In a Cloud and Infrastructure Edge panel, leaders from NTT, Defence and NEXTDC explored how rising AI demand is redefining design priorities, infrastructure agility, and national resilience.
Peter Alexander, CTO of the Defence Digital Group at the Department of Defence, Matt Gurr, Senior Director of Design Management APAC at NTT Global Data Centres, and Adam Gardner, Head of Products at NEXTDC, explored the pressures and opportunities shaping next-generation data centres.
Matt described how infrastructure timelines are compressing.
Traditionally planned on 10-year horizons, data centres now must adapt to much shorter cycles due to emerging needs like AI-specific compute, water-cooled racks and rapid load variability.
He explained that development takes four years, but requirements are shifting every 12 months.
To manage this volatility, providers are embracing modular, flexible designs that can scale quickly.
ADAPT research shows that 25% of organisations are repatriating workloads from public cloud to hybrid or private infrastructure.
This trend reflects growing demands for cost control, compliance and operational efficiency.
Adam noted that NEXTDC has responded by adopting a “Lego-like” approach, ordering generators and critical infrastructure years in advance.
Rack densities, he said, have jumped from 30kW to 1,000kW in some cases, placing enormous pressure on power and cooling.
Peter provided a Defence perspective, where capacity planning is uniquely difficult due to the unpredictable nature of military operations.
He noted that Defence no longer builds its own data centres.
Instead, it relies on commercial providers with more advanced capabilities and robust service models.
He cited examples from the United States, where hyperscalers are purchasing rural land and building data hubs powered by renewables or nuclear energy.

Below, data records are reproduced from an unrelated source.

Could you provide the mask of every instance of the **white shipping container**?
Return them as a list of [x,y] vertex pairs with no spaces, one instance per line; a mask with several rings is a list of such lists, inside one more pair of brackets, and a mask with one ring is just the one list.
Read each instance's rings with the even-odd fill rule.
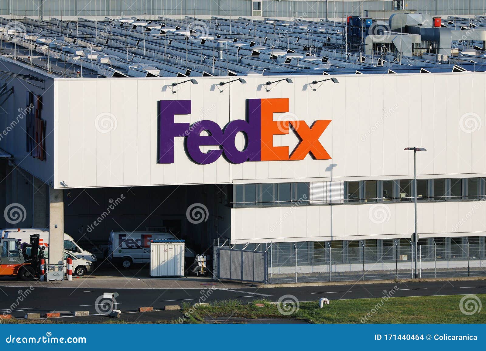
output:
[[184,240],[150,242],[150,276],[184,276]]

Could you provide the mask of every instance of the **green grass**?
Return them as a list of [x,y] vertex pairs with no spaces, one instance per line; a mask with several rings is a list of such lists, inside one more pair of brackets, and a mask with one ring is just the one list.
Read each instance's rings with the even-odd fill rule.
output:
[[[187,314],[187,316],[183,318],[184,323],[208,323],[213,318],[218,317],[253,319],[290,318],[320,323],[361,323],[364,321],[386,324],[486,323],[486,310],[471,316],[466,316],[461,312],[459,301],[463,296],[390,298],[387,300],[382,298],[336,300],[331,300],[329,305],[324,305],[322,309],[319,308],[317,301],[302,302],[297,310],[288,316],[283,315],[276,304],[264,299],[255,300],[253,303],[245,305],[238,304],[241,302],[238,300],[224,300],[213,301],[209,306],[199,306],[197,308],[186,302],[182,304],[181,316]],[[486,303],[486,295],[477,296]],[[257,303],[263,303],[264,307],[257,307],[254,304]],[[0,323],[69,322],[69,319],[65,318],[40,321],[0,320]],[[107,319],[97,322],[128,323],[123,320],[122,314],[120,319]],[[179,320],[160,320],[156,322],[179,323]]]
[[[484,323],[486,311],[466,316],[459,309],[463,295],[408,298],[339,300],[331,301],[329,305],[319,308],[317,301],[302,302],[298,310],[288,316],[281,314],[277,306],[265,300],[263,307],[254,304],[238,305],[216,303],[201,306],[191,315],[187,323],[195,320],[200,323],[218,317],[257,318],[292,318],[307,320],[310,323]],[[478,295],[486,301],[486,295]],[[184,309],[183,313],[189,312]],[[368,314],[369,314],[368,315]]]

These sovereign-by-design models offer security and sustainability at a scale Australia’s fragmented approach has yet to achieve.
Peter argued for greater public understanding of how data centres function as national infrastructure.
He referenced Ukraine’s wartime migration of workloads to hyperscalers as a case study in sovereign digital resilience.
He also challenged assumptions around sovereignty, asking why data location draws such scrutiny while imported defence hardware often escapes similar attention.
The conversation expanded to AI acceleration and its impact on infrastructure roles.
Peter and Adam agreed that AI is solving previously intractable problems, but also driving up infrastructure requirements.
Matt and Adam stressed the value of early collaboration across the supply chain, especially as integrated solutions from vendors like Nvidia become central to delivering dense, efficient compute.
Traditional on-premise models may be receding, but the role of infrastructure is not.
Instead, it is shifting up the stack, focusing on mission-specific outcomes, platform resilience and application delivery.
Yet despite rising investment, only 36% of leaders can link cloud spend to business value.
All three panellists agreed that stakeholder engagement, clearer metrics and FinOps maturity are essential to close this gap.
Key takeaways:
- Infrastructure must be modular and responsive. Providers are replacing rigid planning cycles with adaptable, scalable designs to meet fast-moving AI and high-density demands.
- Sovereignty and sustainability strategies are evolving. Defence and hyperscalers are adopting sovereign-by-design approaches, while Australia’s decentralised model still faces cultural and regulatory barriers.
- AI is reshaping infrastructure roles. Teams must collaborate early and focus higher up the stack to align infrastructure with mission outcomes, security requirements and measurable business value.